New developments included:
- Prioritized test case generation: It is possible to assign weights to the elements of the classification tree in terms of occurrence and error probability or risk. These weights are then used during test case generation to prioritize test cases. Risk-based and statistical testing is also available.
- Test Sequence Generation using Multi-Agent Systems
- Numerical Constraints

=== TESTONA ===

In 2014, Berner&Mattner started releasing its classification tree editor under the brand name TESTONA.

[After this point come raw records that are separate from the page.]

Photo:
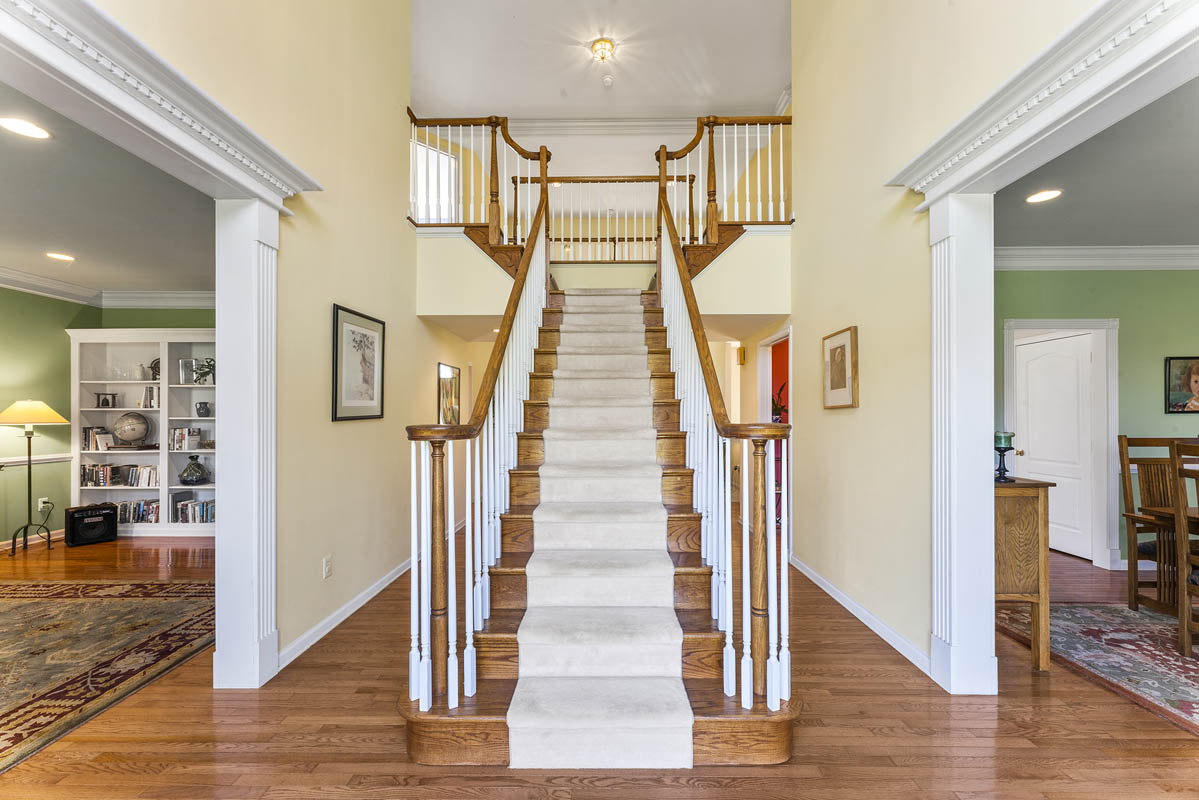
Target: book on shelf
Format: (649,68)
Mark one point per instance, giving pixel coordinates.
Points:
(106,475)
(131,512)
(191,511)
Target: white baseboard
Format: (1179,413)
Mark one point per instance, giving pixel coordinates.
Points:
(887,633)
(318,631)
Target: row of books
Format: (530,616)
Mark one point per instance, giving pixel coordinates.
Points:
(190,510)
(138,511)
(185,438)
(143,475)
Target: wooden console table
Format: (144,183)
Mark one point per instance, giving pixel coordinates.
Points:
(1022,555)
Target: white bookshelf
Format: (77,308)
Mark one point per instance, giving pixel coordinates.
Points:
(109,360)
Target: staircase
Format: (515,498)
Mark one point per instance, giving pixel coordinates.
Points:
(608,576)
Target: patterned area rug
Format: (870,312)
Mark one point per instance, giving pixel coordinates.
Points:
(71,649)
(1131,653)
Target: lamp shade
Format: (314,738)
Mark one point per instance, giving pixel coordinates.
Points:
(31,413)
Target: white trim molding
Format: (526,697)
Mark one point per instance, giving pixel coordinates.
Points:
(1106,512)
(94,59)
(1065,94)
(885,632)
(295,648)
(1164,257)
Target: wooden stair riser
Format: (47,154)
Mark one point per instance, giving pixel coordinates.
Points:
(553,317)
(536,415)
(672,449)
(682,533)
(496,655)
(693,588)
(541,385)
(550,337)
(524,486)
(547,360)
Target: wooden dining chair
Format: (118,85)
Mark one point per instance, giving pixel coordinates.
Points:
(1155,483)
(1184,468)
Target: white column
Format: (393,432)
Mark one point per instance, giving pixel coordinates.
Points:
(963,643)
(247,648)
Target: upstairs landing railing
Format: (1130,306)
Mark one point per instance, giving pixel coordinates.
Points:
(763,561)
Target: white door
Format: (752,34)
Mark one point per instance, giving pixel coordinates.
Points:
(1053,427)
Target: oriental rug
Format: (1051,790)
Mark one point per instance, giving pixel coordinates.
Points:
(70,649)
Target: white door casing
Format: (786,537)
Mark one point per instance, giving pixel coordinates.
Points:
(1053,429)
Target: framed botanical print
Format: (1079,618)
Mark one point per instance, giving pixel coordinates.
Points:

A free edition of TESTONA is still available for download free of charge, however, with reduced functionality.

=== Versions ===

| Version | Date | Comment | Written in | OS |
|---|---|---|---|---|
| CTE 1.0 | 1993 | Original Version, limited to 1000 test cases (fix!) | Pascal | Unix |
| CTE 2.0 | 1998 | Windows Version, unlimited number of test cases | C++ | win32 |
| CTE 2.1 | 2003 | Embedded system version of Razorcats part of the TESSY tool. | C++ | win32 |
| CTE XL 1.0 | 2000 | Dependency Rules, Test Case Generation | Java | win32 |
| CTE XL 1.6 | 2006 | Last Version by Daimler-Benz | Java | win32 |
| CTE XL 1.8 | 2008 | Development by Berner&Mattner | Java | win32 |
| CTE XL 1.9 | 2009 | Last Java-only Version | Java | win32 |
| CTE XL Professional 2.1 | 2011-02-21 | First Eclipse-based Version, Prioritized Test Case Generation, Deterministic Test Case Generation, Requirements-Tracing with DOORS | Java 6, Eclipse 3.5 | win32 |
| CTE XL Professional 2.3 | 2011-08-02 | QualityCenter integration, Requirements Coverage Analysis and Traceability Matrix, API | Java 6, Eclipse 3.6 | win32 |
| CTE XL Professional 2.5 | 2011-11-11 | Test result annotation, MindMap import | Java 6, Eclipse 3.6 | win32, win64 |
| CTE XL Professional 2.7 | 2012-01-30 | Bug fix release | Java 6, Eclipse 3.6 | win32, win64 |
| CTE XL Professional 2.9 | 2012-06-08 | Implicit Mark Mode, Default classes, command-line interface | Java 6, Eclipse 3.7 | win32, win64 |
| CTE XL Professional 3.1 | 2012-10-19 | Test Post-Evaluation (e.g. for Root Cause Analysis), Test Sequence Generation, Numerical Constraints | Java 6, Eclipse 3.7 | win32, win64 |
| CTE XL Professional 3.3 | 2013-05-28 | Test Coverage Analysis, Variant Management (e.g. as part of Product Family Engineering), Equivalence Class Testing | Java 6, Eclipse 3.7 | win32, win64 |
| CTE XL Professional 3.5 | 2013-12-18 | Boundary Value Analysis Wizard, Import of AUTOSAR and MATLAB models | Java 7, Eclipse 3.8 | win32, win64 |
| TESTONA 4.1 | 2014-09-22 | Bug fix release | Java 7, Eclipse 3.8 | win32, win64 |
| TESTONA 4.3 | 2015-07-08 | Generation of Executable Test Scripts (Code Generation), Import of Test Results | Java 7, Eclipse 3.8 | win32, win64 |
| TESTONA 4.5 | 2016-01-21 | Enhanced Export Facilities, GUI Improvements | Java 7, Eclipse 3.8 | win32, win64 |
| TESTONA 5.1 | 2016-07-19 | Bug fix release, Switch to Java 8, Eclipse 4.5 | Java 8, Eclipse 4.5 | win32, win64 |
| CTE 4.0 | 2018-08-01 | New implementation of Razorcat as a plug-in for the TESSY 4.1 tool based on Eclipse. Support in creating (model-based) test cases. | Java | win32 win64 |

== Advantages ==

- Graphical representation of test relevant aspects
- Method for both identification of relevant test aspects and their combination into test cases

== Limitations ==

- When test design with the classification tree method is performed without proper test decomposition, classification trees can get large and cumbersome.
- New users tend to include too many (esp. irrelevant) test aspects resulting in too many test cases.
- There is no algorithm or strict guidance for selection of test relevant aspects.